Transferable Adversarial Examples with Bayes Approach
This work addresses a critical issue in trustworthy AI by improving the effectiveness of adversarial attacks across different models, which is incremental but offers strong specific gains.
The paper tackles the problem of poor cross-model transferability in black-box adversarial attacks by introducing BayAtk, a method that uses a Bayesian approach to design transferability-promoting priors and an adaptive weighting strategy, resulting in significantly more transferable adversarial examples against both undefended and defended models compared to state-of-the-art attacks.

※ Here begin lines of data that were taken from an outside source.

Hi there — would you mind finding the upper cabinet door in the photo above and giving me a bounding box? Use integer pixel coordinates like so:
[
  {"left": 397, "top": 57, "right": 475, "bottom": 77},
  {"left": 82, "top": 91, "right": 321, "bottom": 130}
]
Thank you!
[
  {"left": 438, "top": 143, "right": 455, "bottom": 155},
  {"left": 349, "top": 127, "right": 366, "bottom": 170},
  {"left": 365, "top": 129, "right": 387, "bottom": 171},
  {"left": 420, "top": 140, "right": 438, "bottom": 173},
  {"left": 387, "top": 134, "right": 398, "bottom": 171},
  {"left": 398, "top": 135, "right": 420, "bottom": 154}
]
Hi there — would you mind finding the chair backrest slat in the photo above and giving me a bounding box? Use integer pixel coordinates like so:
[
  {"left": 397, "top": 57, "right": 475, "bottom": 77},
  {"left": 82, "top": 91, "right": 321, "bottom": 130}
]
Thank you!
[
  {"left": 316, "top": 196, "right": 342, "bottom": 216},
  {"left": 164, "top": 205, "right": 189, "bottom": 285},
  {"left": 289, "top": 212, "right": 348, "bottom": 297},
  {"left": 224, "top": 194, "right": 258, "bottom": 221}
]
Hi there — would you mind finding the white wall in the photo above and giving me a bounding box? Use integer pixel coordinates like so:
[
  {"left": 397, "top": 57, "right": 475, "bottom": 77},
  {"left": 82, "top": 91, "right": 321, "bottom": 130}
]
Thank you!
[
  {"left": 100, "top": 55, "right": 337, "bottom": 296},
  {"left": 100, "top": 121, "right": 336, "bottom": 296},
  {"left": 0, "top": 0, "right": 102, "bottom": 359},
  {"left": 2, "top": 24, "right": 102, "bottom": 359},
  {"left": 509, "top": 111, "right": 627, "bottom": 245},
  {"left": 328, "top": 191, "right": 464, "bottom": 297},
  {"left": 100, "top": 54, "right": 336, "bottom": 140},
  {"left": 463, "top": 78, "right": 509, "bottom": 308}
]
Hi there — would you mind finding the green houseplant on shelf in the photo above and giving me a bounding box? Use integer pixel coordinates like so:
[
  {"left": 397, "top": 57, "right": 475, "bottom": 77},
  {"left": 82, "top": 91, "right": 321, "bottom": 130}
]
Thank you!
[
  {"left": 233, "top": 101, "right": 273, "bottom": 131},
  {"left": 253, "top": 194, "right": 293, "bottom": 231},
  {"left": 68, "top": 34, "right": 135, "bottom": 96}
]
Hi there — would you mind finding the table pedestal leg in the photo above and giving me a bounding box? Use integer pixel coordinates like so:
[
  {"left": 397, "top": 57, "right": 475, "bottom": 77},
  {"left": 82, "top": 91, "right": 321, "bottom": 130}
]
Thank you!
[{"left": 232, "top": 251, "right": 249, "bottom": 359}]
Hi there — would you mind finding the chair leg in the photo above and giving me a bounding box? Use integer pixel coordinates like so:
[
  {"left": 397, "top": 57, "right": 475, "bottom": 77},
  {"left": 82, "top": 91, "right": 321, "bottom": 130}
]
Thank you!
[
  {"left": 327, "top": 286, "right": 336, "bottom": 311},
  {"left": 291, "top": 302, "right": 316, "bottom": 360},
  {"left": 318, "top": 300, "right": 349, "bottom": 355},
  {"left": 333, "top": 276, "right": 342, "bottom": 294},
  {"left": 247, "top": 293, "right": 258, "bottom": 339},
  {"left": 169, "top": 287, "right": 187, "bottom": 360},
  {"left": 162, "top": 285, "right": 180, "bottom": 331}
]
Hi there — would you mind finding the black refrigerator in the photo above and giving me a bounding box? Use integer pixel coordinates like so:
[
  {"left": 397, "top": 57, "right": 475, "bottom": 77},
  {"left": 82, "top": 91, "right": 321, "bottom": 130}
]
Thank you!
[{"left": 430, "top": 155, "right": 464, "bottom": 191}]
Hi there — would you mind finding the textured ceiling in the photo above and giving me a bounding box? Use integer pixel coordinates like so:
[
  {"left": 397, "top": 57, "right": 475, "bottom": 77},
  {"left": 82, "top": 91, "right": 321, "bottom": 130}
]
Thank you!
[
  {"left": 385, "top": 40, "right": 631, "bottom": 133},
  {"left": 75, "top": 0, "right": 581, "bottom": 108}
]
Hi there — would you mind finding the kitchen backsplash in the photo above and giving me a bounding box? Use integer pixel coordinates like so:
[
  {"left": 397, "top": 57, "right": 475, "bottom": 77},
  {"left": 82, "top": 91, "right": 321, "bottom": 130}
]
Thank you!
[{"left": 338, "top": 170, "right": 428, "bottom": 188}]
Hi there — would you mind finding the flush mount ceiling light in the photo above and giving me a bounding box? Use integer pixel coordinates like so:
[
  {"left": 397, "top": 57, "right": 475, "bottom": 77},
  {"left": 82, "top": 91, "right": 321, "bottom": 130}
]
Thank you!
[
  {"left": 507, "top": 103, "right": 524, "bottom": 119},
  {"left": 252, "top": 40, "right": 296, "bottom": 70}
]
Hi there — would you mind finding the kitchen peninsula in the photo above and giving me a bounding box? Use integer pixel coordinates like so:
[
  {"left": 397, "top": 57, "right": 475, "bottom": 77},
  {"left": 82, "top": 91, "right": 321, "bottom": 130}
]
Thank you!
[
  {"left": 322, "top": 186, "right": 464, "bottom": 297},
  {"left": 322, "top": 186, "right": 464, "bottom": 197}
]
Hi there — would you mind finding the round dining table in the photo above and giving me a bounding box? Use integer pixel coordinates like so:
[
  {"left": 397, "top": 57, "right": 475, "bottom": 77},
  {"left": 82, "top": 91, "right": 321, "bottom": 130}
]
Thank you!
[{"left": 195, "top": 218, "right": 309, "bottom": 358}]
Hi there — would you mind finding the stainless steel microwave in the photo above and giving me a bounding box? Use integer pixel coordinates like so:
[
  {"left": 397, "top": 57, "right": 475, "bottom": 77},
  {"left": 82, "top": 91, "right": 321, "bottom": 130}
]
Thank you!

The vulnerability of deep neural networks (DNNs) to black-box adversarial attacks is one of the most heated topics in trustworthy AI. In such attacks, the attackers operate without any insider knowledge of the model, making the cross-model transferability of adversarial examples critical. Despite the potential for adversarial examples to be effective across various models, it has been observed that adversarial examples that are specifically crafted for a specific model often exhibit poor transferability. In this paper, we explore the transferability of adversarial examples via the lens of Bayesian approach. Specifically, we leverage Bayesian approach to probe the transferability and then study what constitutes a transferability-promoting prior. Following this, we design two concrete transferability-promoting priors, along with an adaptive dynamic weighting strategy for instances sampled from these priors. Employing these techniques, we present BayAtk. Extensive experiments illustrate the significant effectiveness of BayAtk in crafting more transferable adversarial examples against both undefended and defended black-box models compared to existing state-of-the-art attacks.